Ministers' prospects for the economic recovery look much bleaker if they fail to address the problem, he argues. "They won't do it unless they get the banks [to be] more user friendly for the SME sector and bring back some of the business support, not dismantle it. It just won't happen."
Mr Soter, whose job at the CBI involves promoting the interests of larger firms, rejects the "sterile" distinction between SMEs and the biggest companies.
"It concerns me that yet again that controversial dialogue [is taking place] in this sort of venue," he worries.
"There is an argument taking place at the moment that... the smaller SMEs have lacked attention.
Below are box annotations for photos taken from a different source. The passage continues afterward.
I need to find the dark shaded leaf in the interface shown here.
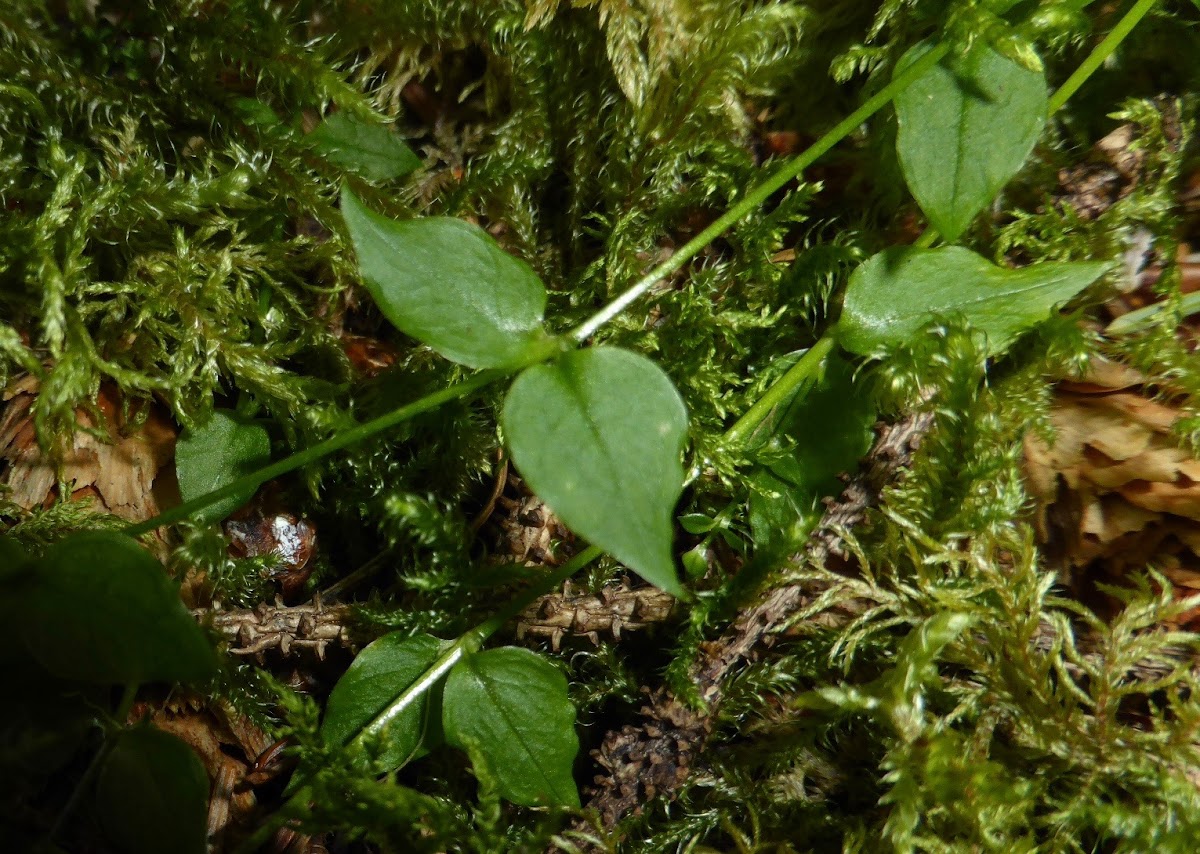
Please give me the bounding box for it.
[175,409,271,521]
[96,726,209,854]
[320,632,444,771]
[18,531,217,684]
[442,646,580,807]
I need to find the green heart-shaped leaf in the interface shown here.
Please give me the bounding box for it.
[836,246,1108,356]
[502,347,688,595]
[895,42,1046,240]
[342,188,548,368]
[305,112,421,181]
[442,646,580,807]
[320,632,444,771]
[18,531,217,684]
[175,409,271,522]
[96,726,209,854]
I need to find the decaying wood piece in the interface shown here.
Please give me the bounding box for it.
[0,374,179,558]
[192,600,374,658]
[588,413,932,828]
[517,582,676,651]
[1025,360,1200,627]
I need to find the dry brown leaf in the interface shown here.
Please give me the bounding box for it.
[1025,361,1200,623]
[0,377,179,522]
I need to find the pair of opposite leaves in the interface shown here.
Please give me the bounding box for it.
[342,43,1106,595]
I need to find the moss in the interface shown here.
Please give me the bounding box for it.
[7,0,1200,852]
I'm not sure that is the case, but that is the perception.
"The perception is smaller businesses have not been supported as they should be, rather getting into bashing the big businesses. Let's address what is being done and filtering down to all businesses."
There is, unsurprisingly, a reluctance to acknowledge the disparity at the top of the CBI. Mr Lambert acknowledges that it's easier for big companies because they can raise money on the capital markets, so they're not as dependent on banks and small- and medium-sized companies. Will he admit that there are concerns?
"They're not as intense as they were a year ago, but they're still there."
Miliband has 12 months to produce a coherent alternative approach to the deficit and restore trust in Labour among Britain's businesses. Cameron's task may seem easier - but, with worries not going away, the government must work hard to keep hold of the support it currently enjoys.